The Craziest Part: The LLM Might Know It’s Lying

This is where it gets weird. You’d assume an LLM hallucinates because it just doesn’t know the fact. But research from Orgad et al. (2024) suggests that’s not always true.

They found that an LLM can have two different “representations” of a fact:

  1. The “Intrinsic” Knowledge: Deep inside its network, the model actually knows the correct fact (e.g., it knows the capital of France is Paris).
  2. The “Extrinsic” Output: This is the answer it generates.

The research showed that even when the model internally knew the right answer, it could still be made to output a hallucination (e.g., “The capital of France is Lyon”).

This is like our human in the meeting: he knows deep down that he doesn’t have the number, but the “output” part of his brain still generates “about 15%” to satisfy the boss.

The hallucination, in this case, isn’t a knowledge gap. It’s an output failure—a “lie” that the model produces to be a good auto-completer, as noted by Yao et al. (2023).

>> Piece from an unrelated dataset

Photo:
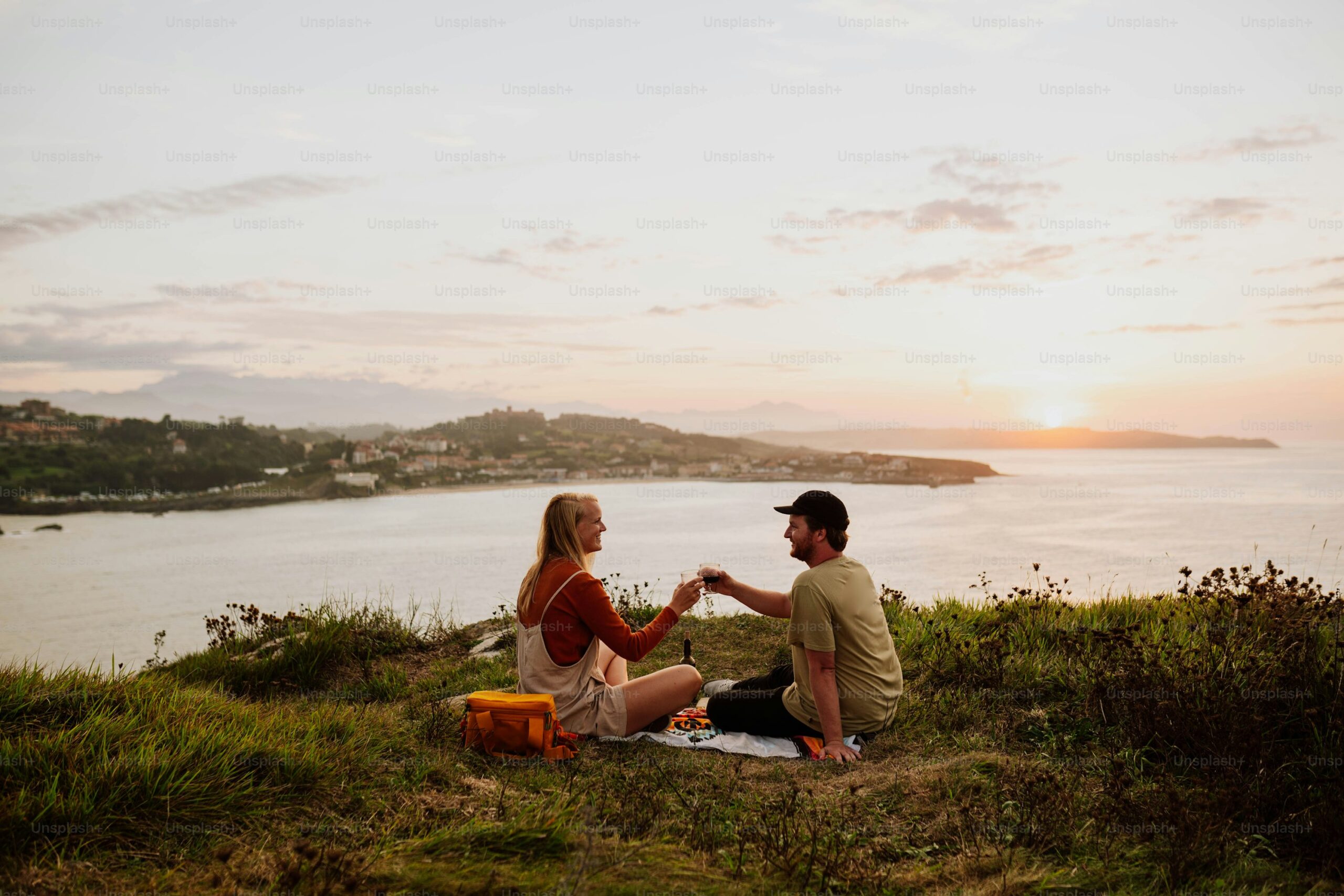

Got a favorite example of a wild LLM hallucination, or a cringy “meeting hallucination” of your own? Share your best story in the comments below!


References:
OpenAI (2024) Why Language Models Hallucinate. [Online] Available from: https://openai.com/index/why-language-models-hallucinate/ [Accessed: 17 November 2025].

Orgad, H., Toker, M., Gekhman, Z., Reichart, R., Szpektor, I., Kotek, H. and Belinkov, Y., 2024. Llms know more than they show: On the intrinsic representation of llm hallucinations. arXiv preprint arXiv:2410.02707.

Xu, Z., Jain, S. and Kankanhalli, M., 2024. Hallucination is inevitable: An innate limitation of large language models. arXiv preprint arXiv:2401.11817.

Yao, J.Y., Ning, K.P., Liu, Z.H., Ning, M.N., Liu, Y.Y. and Yuan, L., 2023. Llm lies: Hallucinations are not bugs, but features as adversarial examples. arXiv preprint arXiv:2310.01469.